I think Mark's 40 years of experience doing this without issues provides a pretty definitive answer, thanks! 

 

I thought it was OK but thought I should ask my brain trust just to make sure. I did have one glaze that over the last five years has been little used and at one time was too thin so I pulled an unusual amount of water off of it. It was a transparent amber with manganese dioxide and red iron oxide 2% & 3% respectively and it developed an issue where once you dipped a pot in and pulled it out it immediately dried with the whole pot being covered in a cracked pattern. The glaze did stay on the pot though and when fired it did blend back, not showing the lines of where the cracks had been, but the pot would have an uneven surface, not pitted but real close. I have no idea if this was caused by pulling the water off but I had a couple of other glazes that used the same base and they never developed this problem. Could be unrelated but it was the only thing different between them.    

 

Hey Curt, I didn't start that thread on SG but did chime in a few times. Started this one because I didn't want to hijack that one with this question.

 

It's good to know that its OK. So much of this stuff I do now just out of habit and I am trying re-evaluate everything right now and really get my glaze room whipped into shape. We are at 35 glazes and I have issued a moratorium on adding any without a corresponding drop in the same number added.
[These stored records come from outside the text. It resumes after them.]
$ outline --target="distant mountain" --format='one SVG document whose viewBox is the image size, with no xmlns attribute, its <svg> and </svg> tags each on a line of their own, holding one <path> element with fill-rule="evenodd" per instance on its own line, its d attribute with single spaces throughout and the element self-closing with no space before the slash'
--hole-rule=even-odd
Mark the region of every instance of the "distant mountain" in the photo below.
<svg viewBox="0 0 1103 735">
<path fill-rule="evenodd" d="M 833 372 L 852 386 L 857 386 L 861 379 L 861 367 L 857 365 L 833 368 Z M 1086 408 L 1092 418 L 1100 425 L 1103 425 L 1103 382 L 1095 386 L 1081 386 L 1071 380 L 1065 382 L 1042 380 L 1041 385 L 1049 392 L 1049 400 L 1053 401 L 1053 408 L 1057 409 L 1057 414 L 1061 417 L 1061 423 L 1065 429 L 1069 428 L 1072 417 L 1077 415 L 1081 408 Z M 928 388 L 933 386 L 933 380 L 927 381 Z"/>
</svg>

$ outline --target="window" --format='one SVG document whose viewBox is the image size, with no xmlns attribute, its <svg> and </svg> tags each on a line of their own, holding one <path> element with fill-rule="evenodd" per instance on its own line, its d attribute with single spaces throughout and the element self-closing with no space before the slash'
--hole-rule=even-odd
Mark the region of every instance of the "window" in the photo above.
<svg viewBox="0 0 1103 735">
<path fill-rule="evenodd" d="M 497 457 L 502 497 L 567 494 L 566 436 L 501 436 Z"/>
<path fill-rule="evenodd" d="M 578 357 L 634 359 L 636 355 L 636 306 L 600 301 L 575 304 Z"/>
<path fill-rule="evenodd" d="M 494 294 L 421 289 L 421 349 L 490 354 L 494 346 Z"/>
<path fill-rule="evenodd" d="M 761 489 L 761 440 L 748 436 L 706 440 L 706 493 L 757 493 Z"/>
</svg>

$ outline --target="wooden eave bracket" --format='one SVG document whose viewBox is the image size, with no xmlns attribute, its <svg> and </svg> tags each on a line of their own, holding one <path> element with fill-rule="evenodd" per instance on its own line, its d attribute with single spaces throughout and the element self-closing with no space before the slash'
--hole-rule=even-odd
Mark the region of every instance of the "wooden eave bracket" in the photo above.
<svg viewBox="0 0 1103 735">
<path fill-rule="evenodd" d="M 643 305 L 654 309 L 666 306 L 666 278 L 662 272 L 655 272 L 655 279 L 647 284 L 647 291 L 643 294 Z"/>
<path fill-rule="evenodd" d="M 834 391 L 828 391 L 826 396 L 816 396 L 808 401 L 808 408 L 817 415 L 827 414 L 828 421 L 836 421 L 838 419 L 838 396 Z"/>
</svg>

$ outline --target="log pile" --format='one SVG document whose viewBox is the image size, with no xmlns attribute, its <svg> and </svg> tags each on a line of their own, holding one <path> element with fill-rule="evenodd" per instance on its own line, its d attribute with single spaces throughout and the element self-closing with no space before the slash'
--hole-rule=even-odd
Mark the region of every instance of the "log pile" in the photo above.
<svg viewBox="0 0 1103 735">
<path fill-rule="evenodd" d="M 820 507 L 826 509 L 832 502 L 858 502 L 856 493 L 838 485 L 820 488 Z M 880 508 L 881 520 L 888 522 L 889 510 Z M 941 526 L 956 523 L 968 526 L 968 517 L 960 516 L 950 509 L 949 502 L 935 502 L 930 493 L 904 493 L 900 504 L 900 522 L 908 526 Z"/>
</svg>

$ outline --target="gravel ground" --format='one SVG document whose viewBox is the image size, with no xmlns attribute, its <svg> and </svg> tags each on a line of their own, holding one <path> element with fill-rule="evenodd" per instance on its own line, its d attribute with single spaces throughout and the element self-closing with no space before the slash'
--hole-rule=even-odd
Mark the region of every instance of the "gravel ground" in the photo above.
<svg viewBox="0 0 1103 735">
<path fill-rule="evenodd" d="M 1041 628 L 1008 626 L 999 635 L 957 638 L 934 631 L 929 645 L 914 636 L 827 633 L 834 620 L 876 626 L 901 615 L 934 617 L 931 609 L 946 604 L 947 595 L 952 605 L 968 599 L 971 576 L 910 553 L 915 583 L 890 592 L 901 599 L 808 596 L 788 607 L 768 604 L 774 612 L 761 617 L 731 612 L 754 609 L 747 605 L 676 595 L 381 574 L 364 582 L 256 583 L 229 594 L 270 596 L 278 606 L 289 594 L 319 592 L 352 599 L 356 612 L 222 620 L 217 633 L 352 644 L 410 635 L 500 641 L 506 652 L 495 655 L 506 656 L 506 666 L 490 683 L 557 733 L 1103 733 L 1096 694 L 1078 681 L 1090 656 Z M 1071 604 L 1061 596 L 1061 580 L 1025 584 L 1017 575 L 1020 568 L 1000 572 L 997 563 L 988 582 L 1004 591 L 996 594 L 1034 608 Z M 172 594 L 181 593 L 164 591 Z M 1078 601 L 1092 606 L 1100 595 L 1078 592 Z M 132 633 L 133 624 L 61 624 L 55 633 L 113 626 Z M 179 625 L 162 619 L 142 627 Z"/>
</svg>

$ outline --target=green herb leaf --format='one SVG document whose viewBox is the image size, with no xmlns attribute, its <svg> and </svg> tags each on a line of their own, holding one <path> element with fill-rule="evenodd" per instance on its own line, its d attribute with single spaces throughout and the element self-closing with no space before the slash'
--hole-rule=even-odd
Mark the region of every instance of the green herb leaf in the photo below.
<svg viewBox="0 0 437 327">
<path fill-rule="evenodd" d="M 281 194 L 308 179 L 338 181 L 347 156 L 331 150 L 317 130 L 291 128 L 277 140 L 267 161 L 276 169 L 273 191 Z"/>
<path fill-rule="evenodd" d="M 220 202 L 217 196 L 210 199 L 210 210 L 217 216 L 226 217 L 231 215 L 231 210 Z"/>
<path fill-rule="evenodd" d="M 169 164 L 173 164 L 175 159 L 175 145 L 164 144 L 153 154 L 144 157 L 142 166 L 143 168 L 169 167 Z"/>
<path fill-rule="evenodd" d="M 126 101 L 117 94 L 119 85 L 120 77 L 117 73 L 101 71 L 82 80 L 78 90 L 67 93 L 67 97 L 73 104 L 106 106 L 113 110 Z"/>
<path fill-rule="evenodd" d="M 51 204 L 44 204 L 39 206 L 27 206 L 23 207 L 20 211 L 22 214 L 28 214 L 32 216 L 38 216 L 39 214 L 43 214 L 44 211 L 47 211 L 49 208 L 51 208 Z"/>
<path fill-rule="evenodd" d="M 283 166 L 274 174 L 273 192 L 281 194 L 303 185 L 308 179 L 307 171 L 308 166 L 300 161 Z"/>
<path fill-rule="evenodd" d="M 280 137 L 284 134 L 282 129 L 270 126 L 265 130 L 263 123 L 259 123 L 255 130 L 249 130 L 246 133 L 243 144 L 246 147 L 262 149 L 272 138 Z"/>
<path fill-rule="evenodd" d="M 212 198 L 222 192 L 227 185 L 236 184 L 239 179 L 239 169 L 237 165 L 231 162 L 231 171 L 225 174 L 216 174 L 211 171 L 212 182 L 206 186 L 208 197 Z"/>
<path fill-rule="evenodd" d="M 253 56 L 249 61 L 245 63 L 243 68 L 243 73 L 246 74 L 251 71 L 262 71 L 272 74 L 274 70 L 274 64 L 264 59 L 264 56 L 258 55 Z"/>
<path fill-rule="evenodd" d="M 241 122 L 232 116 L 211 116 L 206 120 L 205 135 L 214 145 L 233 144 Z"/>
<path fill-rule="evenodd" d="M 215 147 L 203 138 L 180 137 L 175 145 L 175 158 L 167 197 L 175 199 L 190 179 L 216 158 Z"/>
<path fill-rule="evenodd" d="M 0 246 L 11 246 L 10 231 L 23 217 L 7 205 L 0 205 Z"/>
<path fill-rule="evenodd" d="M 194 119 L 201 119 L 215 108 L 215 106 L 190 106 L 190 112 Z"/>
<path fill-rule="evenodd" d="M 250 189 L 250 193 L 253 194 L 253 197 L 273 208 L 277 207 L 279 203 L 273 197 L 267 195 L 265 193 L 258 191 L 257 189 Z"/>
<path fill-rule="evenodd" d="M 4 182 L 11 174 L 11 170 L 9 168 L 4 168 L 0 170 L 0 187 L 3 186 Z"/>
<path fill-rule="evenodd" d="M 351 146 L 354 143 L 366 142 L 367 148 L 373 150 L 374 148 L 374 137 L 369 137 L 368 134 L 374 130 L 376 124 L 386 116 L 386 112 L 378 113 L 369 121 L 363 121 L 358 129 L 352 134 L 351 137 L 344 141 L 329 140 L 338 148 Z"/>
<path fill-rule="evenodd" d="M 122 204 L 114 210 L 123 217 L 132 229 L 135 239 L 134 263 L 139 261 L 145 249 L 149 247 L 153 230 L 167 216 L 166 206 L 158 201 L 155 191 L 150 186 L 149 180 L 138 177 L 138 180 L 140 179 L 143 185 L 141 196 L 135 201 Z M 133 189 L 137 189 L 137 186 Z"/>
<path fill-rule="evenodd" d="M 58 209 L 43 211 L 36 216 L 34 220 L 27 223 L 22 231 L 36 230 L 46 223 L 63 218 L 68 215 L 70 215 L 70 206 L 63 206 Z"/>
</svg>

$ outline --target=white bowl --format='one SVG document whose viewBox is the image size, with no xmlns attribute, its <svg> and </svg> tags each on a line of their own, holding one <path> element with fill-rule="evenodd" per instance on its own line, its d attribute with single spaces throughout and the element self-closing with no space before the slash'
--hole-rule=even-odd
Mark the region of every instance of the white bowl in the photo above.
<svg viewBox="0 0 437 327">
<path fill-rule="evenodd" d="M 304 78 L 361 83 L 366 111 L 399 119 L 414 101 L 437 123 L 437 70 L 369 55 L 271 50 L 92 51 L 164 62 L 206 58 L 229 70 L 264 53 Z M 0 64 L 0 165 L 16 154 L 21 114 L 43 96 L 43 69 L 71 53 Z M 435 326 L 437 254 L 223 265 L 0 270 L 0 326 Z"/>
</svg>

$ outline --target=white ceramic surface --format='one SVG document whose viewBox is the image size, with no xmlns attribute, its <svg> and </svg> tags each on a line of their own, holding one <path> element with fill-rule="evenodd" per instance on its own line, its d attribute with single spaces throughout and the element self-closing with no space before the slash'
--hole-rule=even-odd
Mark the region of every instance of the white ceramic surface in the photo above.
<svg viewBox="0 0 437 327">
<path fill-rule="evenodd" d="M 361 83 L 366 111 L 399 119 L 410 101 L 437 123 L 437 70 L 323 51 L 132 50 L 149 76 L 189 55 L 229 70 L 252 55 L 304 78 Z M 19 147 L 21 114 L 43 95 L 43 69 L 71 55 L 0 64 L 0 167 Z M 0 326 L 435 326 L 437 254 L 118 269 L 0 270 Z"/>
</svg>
I would actually like to get it worked down to a more manageable 20 or so but don't know if that's in the cards. I keep between 2 and 4 gallons of each on-hand and I want to do a better job of keeping them all properly conditioned and make sure I have a consistent look form batch to batch. This hasn't been a real problem but I worry about doing everything visually and by feel so adding SG and drip readings to the mix to better control it.

 

Thanks Curt, for the prompt on the highly soluble ingredients, I am going to go through all of the recipes and evaluate to see if I should make a note on a particular glaze not to pull water off top but use flocculent instead.      

 

 

on the  

 

I happen to be a programmer in my paying gig and ' ' is a space for HTML text output and should display a space instead of the code. I have no ideal why the editor decided to save the code instead of the space, randomly, in the saved text. I typed my question in directly (no cut and paste) so those random ones in my post were inserted by the forum software in place of spaces, some time later, because I actually did proof it after posting and edited a couple of typos and it all looked fine when I was done and left.   

 

Someone may want to alert the admins so they can look into it.